Who will defend the defenders?

A new story this morning tells us that, once again, squaddies’ livelihoods are threatened with the top brasses’ plan to cut the number of Royal Marines by 1000. What the story doesn’t say is that generations of incompetence in the Ministry of Defence have bought us to this dire state of affairs.

The 2015 Strategic Defence and Security Review laid out an ambitious £178 billion shopping list for the armed forces, with assurances given that following reforms during the coalition “including improving our procurement process”, the MOD will “ensure that the Armed Forces remain flexible and agile over the next 10 years”.

We should be sceptical about these assurances, since taxpayers are repeatedly duped and myopic decision-making goes unpunished. The Queen Elizabeth aircraft carriers went ahead after the head of BAE Systems forced David Cameron’s hand (in spite of Chinese missiles demonstrating carriers’ diminishing returns). The company who made the engines for the new destroyers (£1 billion each) went unpunished, in spite of them breaking down in hot weather.

UK ministers have also been accused of ‘cooking the books’ to ensure the UK reached the two per cent target for defence spending. Former senior officers enjoy largesse from the very defence contractors they had been buttering up only months earlier.

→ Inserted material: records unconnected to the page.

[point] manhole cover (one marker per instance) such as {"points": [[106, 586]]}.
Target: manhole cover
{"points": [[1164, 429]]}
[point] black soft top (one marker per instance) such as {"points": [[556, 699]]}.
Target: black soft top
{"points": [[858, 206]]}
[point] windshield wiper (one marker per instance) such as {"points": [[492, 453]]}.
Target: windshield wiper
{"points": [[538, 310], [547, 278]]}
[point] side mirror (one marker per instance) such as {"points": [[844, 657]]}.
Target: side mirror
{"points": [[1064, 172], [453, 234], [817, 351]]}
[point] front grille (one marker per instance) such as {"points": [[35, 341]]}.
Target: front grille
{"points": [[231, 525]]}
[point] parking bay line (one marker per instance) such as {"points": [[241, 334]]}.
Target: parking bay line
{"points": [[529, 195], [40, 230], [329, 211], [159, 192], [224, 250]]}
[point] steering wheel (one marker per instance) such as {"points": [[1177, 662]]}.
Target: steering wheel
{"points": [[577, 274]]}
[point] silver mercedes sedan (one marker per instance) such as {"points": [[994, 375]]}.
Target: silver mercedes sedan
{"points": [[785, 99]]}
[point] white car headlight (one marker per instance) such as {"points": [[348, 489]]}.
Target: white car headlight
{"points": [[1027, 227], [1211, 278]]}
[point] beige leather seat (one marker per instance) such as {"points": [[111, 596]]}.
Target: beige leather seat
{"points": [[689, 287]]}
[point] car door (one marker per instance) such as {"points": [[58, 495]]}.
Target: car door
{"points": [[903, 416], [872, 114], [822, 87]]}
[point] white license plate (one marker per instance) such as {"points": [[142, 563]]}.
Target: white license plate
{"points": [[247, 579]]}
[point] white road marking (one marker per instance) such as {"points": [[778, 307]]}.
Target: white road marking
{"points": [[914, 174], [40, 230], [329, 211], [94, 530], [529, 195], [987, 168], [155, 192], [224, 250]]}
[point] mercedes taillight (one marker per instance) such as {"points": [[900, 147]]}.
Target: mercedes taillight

The verbal vomiting which ministers, mandarins and officers spew when hamming up the benefits of large projects is a Potemkin village to hide their manifest shortcomings.

Buying off-the-shelf American products would save taxpayers billions. It would have been cheaper to fire all workers at the AgustaWestland site in Yeovil, give them £500,000, purchase US manufactured Black Hawk helicopters (rather than Merlins) and still spend less money.

Soldiers lose their jobs because of managers’ inability to negotiate contracts, and taxpayers are repeatedly short-changed as a result. Procurement projects can last decades, but ministers and senior civil servants have authority in their department for only years or months. The limited accountability and perpetuation of the revolving door in defence procurement means the periodic calls to fire troops will not abate any time soon.